When several backends are defined in a service, incoming requests will be distributed among them. This process is called balancing. By default, requests are distributed equally. This can be changed by assigning them a priority – a decimal number which controls a relative weight of the given backend in the distribution algorithm. The bigger the priority is, the more requests this backend gets from the total flow.

The distribution algorithm is defined by balancing strategy. As of version 4.14, pound supports two strategies: weighted random balancing and interleaved weighted round robin balancing.

Weighted Random Balancing

This is the default strategy. Each backend is assigned a numeric priority between 0 and 9, inclusive. The backend to use for each request is determined at random taking into account backend priorities, so that backends with numerically greater priorities have proportionally greater chances of being selected than the ones with lesser priorities.

The share of requests a backend receives can be estimated as:

Pi / S(P)

where Pi is the priority of the backend with index i, and S(P) is the sum of all priorities.

Interleaved Weighted Round Robin Balancing

Requests are assigned to each backend in turn. Backend priorities, or weights, are used to control the share of requests received by each backend.
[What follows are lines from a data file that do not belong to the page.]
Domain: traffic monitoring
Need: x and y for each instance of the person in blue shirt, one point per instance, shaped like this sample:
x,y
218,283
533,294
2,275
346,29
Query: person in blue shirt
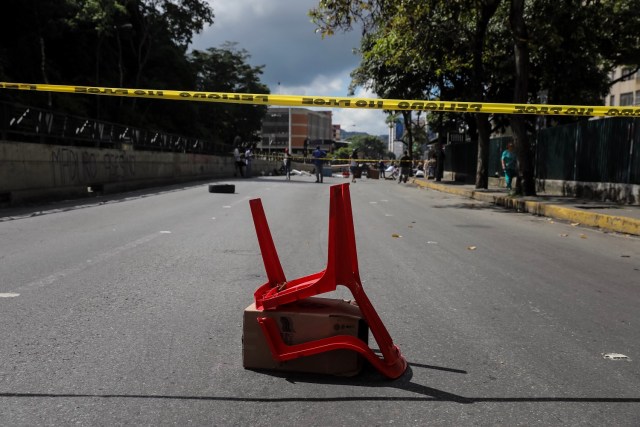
x,y
509,165
318,159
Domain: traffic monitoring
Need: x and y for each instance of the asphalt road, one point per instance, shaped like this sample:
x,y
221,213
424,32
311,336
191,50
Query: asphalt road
x,y
128,311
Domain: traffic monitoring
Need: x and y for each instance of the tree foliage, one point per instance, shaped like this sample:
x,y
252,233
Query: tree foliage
x,y
491,51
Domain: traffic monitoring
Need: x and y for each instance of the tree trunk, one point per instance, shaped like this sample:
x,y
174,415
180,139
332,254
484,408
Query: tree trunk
x,y
43,69
487,9
484,133
525,184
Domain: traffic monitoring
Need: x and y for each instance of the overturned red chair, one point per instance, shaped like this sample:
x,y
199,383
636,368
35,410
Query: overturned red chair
x,y
342,269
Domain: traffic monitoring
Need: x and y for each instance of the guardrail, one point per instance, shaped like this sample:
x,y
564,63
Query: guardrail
x,y
37,125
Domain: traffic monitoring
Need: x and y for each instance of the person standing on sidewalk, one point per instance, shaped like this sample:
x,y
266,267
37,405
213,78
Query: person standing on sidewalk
x,y
439,156
353,166
381,168
509,164
248,157
287,164
405,167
The greater the weight, the more requests will be sent to this backend. In general, the share of requests assigned to a backend is calculated by the following relation:

(Pi + 1) / (N + S(P))

where N is total number of backends, and Pi and S(P) are as discussed above.

Weighted random balancing is used by default. Each backend gets the default priority 5, unless another value is expressly assigned using the Priority statement, e.g.:

Service
    Backend
        Address 192.168.0.1
        Port 80
        Priority 1
    End
    Backend
        Address 192.168.0.2
        Port 80
        Priority 9
    End
End

In this example, backend 192.168.0.2 will receive roughly 9 times more requests than backend 192.168.0.1.

The balancing strategy to use is defined by the Balancer keyword, which can appear either in the global scope or within a Service section. Its argument can be one of:

random

Use weighted random balancing (default).

iwrr

Use interleaved weighted round robin balancing.

The Balancer statement appearing in the global scope defines balancing strategy for all services that don’t have Balancer statement on their own.